Anki deck

This deck was automatically generated from the 2000 most common words in a set of over 13000 hentai voice work scripts.

This means that it contains quite a bit of hentai related vocabulary, but most of the deck just consists of words that are commonly used in a casual setting.

Some errors in the deck like words appearing twice were fixed manually, but there might be some errors left. Please send an e-mail to contact@pyonpyon.moe if you find anything weird or wrong.

Most audio files come from http://nihongo.monash.edu/cgi-bin/wwwjdic?1C. About 250 entries in the deck did not have audio files on the site and use the google translate text-to-speech which may sound robotic and have wrong pronunciation.

Download

Word list

This is the list of all the words in the scripts and their total amount of occurences in the 13000+ scripts, ordered by occurences.

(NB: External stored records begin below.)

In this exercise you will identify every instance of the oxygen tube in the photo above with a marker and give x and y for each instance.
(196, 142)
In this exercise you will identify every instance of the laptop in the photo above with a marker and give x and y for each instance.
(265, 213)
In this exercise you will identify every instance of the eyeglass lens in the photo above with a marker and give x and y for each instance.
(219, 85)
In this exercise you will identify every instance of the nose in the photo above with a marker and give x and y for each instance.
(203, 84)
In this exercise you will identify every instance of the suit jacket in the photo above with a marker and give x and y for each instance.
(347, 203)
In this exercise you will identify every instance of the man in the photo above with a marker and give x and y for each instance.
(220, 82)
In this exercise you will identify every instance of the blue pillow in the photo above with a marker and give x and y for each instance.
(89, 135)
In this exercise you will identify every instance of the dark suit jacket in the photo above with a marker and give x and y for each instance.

Kana only entries with less than 4 characters and every entry that contains a non-japanese character were removed to filter out the garbage that the parsing library sometimes generates.

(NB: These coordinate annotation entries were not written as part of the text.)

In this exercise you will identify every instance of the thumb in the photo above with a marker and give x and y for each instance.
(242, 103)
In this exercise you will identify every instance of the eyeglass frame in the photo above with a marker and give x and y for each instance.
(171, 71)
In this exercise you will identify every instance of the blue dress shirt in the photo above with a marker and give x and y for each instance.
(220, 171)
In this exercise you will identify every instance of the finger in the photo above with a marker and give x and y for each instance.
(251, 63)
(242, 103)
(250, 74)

There are still some oddities in the list such as 気持ちいい, 気持ちよい and 気持ち良い all appearing separately even though the parsing library is supposed to just return a dictionary form.

Other downloads

scripts These are all of the 13347 scripts that were used. A small amount of them are in english.

parser The python program that was used to parse the scripts. Depends on the MeCab library. Only tested on linux.

with sounds The same data as the anki deck in csv format, with pronunciation from google translate and some other added stuff. Made by another anon.

original deck The original anki deck without audio.

History

2019-04-18: Added download for a csv version.

2019-07-12: Added audio version of the anki deck.